![]() |
Jakarta – Kementerian Agraria dan Tata Ruang/Badan Pertanahan Nasional (ATR/BPN) menyiapkan program dan anggaran Tahun Anggaran (TA) 2027 untuk mendukung pelaksanaan Program Kerja Prioritas Nasional. Hal tersebut disampaikan Sekretaris Jenderal (Sekjen) ATR/BPN, Dalu Agung Darmawan, dalam Rapat Kerja dan Rapat Dengar Pendapat (RDP) penyesuaian RKA-K/L TA 2027 bersama Komisi II Dewan Perwakilan Rakyat Republik Indonesia (DPR RI), di Gedung DPR/MPR RI, Jakarta, Senin (31/08/2026).
Dalu Agung mengatakan, dukungan Kementerian ATR/BPN terhadap prioritas nasional pada 2027 diarahkan pada penguatan kedaulatan pangan, percepatan sertipikasi tanah bagi Masyarakat Berpenghasilan Rendah (MBR), hingga penguatan ekonomi masyarakat melalui Reforma Agraria dan legalisasi aset.
“Untuk Program Kerja Prioritas Nasional, dukungan ATR/BPN mencakup kedaulatan pangan melalui perlindungan lahan pertanian dan Reforma Agraria. Secara khusus, bagi Masyarakat Berpenghasilan Rendah (MBR), dukungan dilakukan melalui percepatan pendaftaran dan sertipikasi tanah, legalisasi aset, serta fasilitasi bersama pemerintah daerah untuk memberikan kepastian hukum dan meningkatkan nilai ekonomi aset masyarakat,” ujar Dalu Agung Darmawan.
Menurutnya, program dan anggaran Kementerian ATR/BPN tidak hanya ditujukan untuk mendukung pembangunan nasional, tetapi juga menjawab kebutuhan masyarakat secara langsung. Fokus kebijakan meliputi ketahanan pangan, sertipikasi tanah bagi MBR, kemandirian energi dan air, penyediaan lahan untuk fasilitas pendidikan dan kesehatan, penguatan hilirisasi industri, pengembangan perumahan, serta penataan ruang berbasis ketahanan bencana.
Berbagai agenda tersebut akan dilaksanakan melalui instrumen pertanahan dan tata ruang, antara lain legalisasi aset, pengadaan tanah, penataan ruang, dan redistribusi tanah.
Dalam upaya mengurangi kemiskinan dan memperkuat perekonomian masyarakat, Kementerian ATR/BPN juga akan memperkuat redistribusi tanah, legalisasi aset, serta pemberdayaan masyarakat. Langkah tersebut diiringi dengan penyelesaian konflik pertanahan guna menghadirkan kepastian hukum dan membuka peluang bagi masyarakat untuk mengembangkan aset serta kegiatan ekonominya.

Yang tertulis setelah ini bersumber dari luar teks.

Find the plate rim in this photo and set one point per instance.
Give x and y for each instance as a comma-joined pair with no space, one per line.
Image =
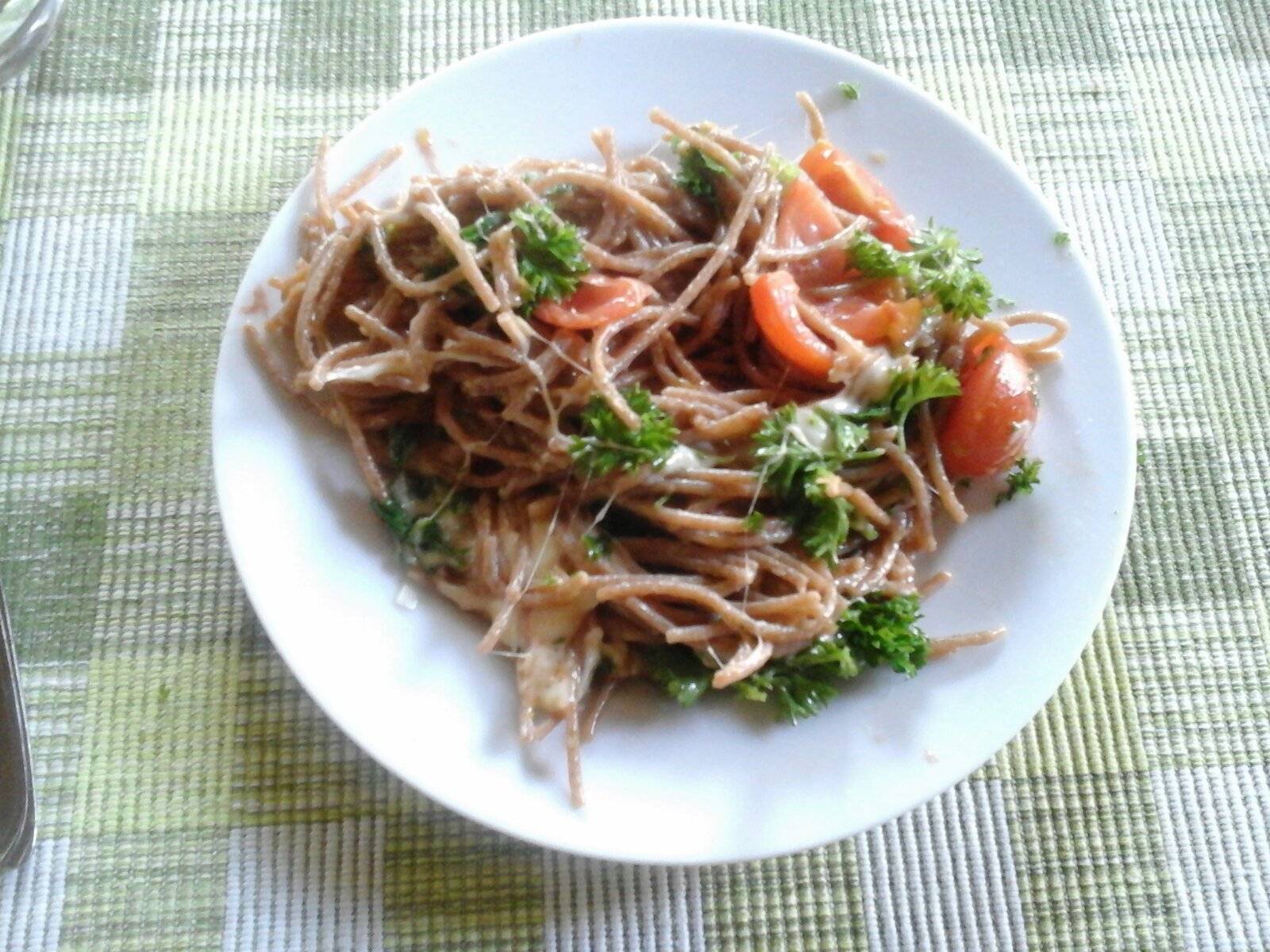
1123,512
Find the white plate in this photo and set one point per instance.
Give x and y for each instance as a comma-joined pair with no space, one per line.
719,782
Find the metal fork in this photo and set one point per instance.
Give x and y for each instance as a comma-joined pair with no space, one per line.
17,790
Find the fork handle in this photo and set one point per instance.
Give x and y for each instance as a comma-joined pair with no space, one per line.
17,791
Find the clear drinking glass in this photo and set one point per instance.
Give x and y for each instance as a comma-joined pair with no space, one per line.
25,29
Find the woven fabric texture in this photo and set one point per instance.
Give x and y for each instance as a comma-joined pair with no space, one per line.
192,797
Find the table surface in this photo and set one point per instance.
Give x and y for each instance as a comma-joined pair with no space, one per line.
192,797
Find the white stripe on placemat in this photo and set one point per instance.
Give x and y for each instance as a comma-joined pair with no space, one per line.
1213,822
318,888
941,879
31,899
595,907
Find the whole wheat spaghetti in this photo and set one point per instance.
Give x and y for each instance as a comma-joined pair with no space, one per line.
686,416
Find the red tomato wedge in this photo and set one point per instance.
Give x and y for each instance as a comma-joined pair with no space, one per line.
887,323
806,219
774,300
988,424
596,302
850,186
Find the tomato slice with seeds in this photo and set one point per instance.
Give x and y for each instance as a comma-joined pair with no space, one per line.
851,187
988,424
596,302
806,217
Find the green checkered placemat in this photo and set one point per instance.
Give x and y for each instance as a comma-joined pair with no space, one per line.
192,797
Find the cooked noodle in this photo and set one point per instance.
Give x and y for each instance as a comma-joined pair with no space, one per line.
397,317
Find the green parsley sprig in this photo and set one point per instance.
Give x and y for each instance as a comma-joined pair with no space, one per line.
417,509
606,443
549,253
874,631
910,387
937,266
698,175
798,467
479,232
1022,480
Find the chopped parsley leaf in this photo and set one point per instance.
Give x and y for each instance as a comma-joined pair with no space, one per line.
1022,480
883,631
549,253
606,443
479,232
698,175
797,452
597,545
937,267
677,670
873,631
911,387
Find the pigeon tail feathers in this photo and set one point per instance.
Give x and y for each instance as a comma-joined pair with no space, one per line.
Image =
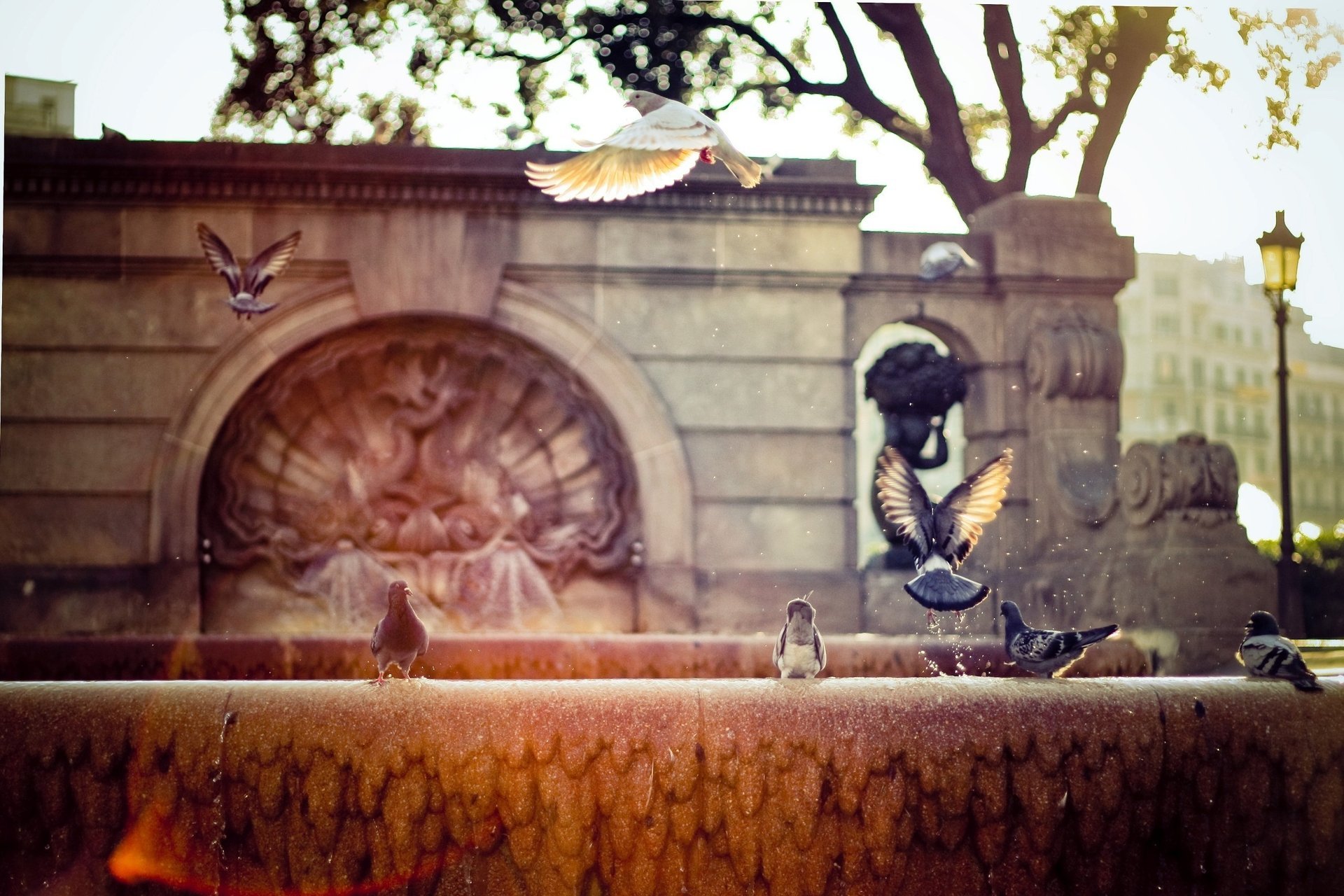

“Kementerian ATR/BPN berkomitmen agar kebijakan pertanahan dan penataan ruang pada 2027 dapat memberikan kontribusi nyata terhadap pencapaian prioritas pembangunan nasional dan manfaat yang dirasakan langsung oleh masyarakat,” tegas Dalu Agung Darmawan.
Rapat bersama Komisi II DPR RI tersebut turut diikuti oleh Komisi Pemilihan Umum (KPU) dan Badan Pengawas Pemilihan Umum (Bawaslu). Dalu Agung Darmawan hadir didampingi sejumlah Pejabat Pimpinan Tinggi Madya dan Pratama Kementerian ATR/BPN.